If nothing else, in high school the condition of the student body often means those schools don't have advanced classes because there isn't sufficient demand for them. I would need very strong evidence to believe that a bright kid who goes to a dangerous high school where advanced calculus, physics, and chemistry are not offered will be on the exactly the same footing heading into college science and math as equivalently bright kids who went to quiet, well-behaved schools where such classes were offered.

And this is to say nothing of the psychological and social effects other than test scores -- why should well-behaved kids, with parents who have the hustle to try for something better, be forced to go to school with kids whose parents don't care, who don't want to be there, who disrupt the learning environment, and who are often actively dangerous? I feel for the latter group of kids, who are the way they are through no fault of their own. But they can be awful to be around -- especially now that many public schools feel hamstrung in applying discipline.

If it truly won't work -- i.e., if well-designed studies truly and consistently show that none of those factors matters, and the kids in terrible schools somehow are graduating at their full individual potential and without psychological scars... then fine. But it seems to me that's the question. Not whether children of middling or low potential will become geniuses in a different school.

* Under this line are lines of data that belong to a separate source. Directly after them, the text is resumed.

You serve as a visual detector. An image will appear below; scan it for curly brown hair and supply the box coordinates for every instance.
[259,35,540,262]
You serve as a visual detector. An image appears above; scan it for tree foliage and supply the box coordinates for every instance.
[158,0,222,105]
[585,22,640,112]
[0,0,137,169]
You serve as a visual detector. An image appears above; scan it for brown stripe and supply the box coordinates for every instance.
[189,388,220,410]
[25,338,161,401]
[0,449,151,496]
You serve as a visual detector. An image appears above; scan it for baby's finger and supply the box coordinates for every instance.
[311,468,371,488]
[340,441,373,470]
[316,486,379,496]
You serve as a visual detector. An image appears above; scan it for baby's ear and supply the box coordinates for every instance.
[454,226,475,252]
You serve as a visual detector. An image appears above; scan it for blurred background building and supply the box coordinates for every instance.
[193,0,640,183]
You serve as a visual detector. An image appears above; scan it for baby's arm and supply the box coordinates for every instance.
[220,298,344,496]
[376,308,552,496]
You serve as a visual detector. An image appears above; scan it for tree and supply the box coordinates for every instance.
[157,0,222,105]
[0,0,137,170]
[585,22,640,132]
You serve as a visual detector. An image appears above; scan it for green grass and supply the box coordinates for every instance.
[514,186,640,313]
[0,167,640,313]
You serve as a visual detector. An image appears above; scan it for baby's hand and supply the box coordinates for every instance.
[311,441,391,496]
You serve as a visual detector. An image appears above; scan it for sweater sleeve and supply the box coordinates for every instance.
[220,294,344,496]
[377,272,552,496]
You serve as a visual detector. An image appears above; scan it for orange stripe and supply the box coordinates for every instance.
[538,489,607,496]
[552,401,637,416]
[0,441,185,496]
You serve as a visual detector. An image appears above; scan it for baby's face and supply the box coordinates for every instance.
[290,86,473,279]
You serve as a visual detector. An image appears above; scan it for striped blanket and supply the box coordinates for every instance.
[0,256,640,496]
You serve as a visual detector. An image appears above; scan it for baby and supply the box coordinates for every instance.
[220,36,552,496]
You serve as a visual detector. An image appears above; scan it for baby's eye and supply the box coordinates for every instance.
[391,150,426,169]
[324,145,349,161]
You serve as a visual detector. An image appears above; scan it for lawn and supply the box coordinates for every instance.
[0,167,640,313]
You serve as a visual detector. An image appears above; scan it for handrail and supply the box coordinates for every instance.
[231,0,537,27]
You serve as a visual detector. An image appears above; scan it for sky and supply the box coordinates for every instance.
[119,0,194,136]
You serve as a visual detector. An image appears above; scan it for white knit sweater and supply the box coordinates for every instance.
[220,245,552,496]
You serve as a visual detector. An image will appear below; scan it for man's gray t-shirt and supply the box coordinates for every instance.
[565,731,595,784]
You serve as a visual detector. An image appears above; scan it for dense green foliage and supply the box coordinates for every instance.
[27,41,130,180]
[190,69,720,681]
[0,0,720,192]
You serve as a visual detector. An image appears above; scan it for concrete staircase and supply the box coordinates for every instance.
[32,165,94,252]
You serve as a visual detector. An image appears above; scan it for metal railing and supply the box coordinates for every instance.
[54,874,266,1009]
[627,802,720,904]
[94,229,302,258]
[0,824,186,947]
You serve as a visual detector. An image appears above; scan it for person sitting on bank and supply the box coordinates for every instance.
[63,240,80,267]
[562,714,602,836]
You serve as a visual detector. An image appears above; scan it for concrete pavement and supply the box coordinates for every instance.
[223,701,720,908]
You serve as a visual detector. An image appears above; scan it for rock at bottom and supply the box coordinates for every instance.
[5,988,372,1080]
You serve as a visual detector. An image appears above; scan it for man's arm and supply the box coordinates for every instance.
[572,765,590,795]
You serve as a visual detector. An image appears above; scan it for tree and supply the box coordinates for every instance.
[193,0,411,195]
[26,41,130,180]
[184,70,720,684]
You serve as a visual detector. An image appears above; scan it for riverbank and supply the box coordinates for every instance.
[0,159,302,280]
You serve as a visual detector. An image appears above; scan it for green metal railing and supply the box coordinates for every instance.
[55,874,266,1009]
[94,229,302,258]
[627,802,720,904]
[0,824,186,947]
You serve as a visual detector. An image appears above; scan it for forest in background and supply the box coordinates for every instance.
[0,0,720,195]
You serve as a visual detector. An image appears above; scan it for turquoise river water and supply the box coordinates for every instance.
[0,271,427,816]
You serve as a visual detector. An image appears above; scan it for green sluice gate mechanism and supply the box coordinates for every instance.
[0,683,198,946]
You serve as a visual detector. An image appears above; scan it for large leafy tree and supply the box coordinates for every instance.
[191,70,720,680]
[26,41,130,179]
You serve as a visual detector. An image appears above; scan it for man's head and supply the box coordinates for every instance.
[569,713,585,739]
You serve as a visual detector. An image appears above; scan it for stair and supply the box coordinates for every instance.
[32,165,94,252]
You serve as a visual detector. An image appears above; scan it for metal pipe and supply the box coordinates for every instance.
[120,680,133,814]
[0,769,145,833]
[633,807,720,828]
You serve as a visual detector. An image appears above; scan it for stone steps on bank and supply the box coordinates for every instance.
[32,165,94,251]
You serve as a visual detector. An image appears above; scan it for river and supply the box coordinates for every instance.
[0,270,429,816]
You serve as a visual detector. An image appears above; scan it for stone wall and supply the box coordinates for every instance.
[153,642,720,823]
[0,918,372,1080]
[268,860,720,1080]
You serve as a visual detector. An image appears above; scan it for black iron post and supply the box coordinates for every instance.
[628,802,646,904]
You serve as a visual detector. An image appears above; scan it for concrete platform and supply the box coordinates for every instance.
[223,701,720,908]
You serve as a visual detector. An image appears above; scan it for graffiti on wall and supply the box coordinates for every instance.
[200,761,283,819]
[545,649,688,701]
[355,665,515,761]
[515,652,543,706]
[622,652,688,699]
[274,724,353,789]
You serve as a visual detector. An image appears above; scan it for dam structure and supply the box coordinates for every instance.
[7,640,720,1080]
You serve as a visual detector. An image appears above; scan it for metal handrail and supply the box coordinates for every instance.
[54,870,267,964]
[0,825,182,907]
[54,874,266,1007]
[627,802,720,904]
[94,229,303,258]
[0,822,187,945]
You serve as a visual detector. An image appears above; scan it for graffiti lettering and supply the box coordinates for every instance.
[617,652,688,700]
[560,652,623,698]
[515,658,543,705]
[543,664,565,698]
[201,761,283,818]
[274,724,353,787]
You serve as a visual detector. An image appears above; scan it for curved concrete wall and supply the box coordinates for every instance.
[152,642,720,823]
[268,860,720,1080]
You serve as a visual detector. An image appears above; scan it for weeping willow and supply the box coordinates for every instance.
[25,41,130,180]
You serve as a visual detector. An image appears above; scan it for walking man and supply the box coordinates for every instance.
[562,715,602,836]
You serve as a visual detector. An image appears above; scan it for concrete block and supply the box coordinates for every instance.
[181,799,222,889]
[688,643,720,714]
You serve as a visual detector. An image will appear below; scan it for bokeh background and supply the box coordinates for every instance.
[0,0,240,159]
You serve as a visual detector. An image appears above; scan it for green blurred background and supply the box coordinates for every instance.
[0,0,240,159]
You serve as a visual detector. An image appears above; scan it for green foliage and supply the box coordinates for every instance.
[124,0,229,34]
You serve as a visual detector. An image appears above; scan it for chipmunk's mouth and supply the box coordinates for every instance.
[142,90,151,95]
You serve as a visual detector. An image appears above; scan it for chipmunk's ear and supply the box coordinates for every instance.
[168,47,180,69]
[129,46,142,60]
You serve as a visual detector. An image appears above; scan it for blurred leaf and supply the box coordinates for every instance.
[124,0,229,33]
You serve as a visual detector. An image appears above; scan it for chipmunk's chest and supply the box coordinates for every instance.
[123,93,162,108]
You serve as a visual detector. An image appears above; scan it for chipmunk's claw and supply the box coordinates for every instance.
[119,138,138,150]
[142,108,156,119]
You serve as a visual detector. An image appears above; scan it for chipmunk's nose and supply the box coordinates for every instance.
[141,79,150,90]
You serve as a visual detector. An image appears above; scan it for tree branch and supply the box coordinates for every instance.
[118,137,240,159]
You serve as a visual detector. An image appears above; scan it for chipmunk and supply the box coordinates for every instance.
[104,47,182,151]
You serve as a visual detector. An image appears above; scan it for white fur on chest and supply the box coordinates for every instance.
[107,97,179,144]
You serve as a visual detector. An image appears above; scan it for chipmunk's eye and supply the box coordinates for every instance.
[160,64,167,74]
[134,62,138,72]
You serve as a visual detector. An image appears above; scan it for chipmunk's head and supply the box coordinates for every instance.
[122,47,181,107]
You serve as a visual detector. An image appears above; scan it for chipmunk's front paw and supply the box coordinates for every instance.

And if the answer is that it's morally wrong to abandon the difficult kids, notwithstanding that they ruin learning for the people around them, that's fine, too. But then let's outlaw private education altogether. Rich liberal parents wax poetic about the glorious communal project of public education -- and then they put their kids in Harvard-Westlake and Sidwell Friends. We should also assign all children in a county randomly to schools, so that each school gets its fair share of difficult kids and there are no "good schools" anymore. And no enclaves within larger systems, like Beverly Hills. THEN I would believe people when they say they're committed to solidarity with those kids. Otherwise it often seems to mean that only poor families should stand in solidarity with them.

A final argument might be that it would be cheaper and more efficient to remove the difficult kids from the schools. I think that's politically unpalatable, though.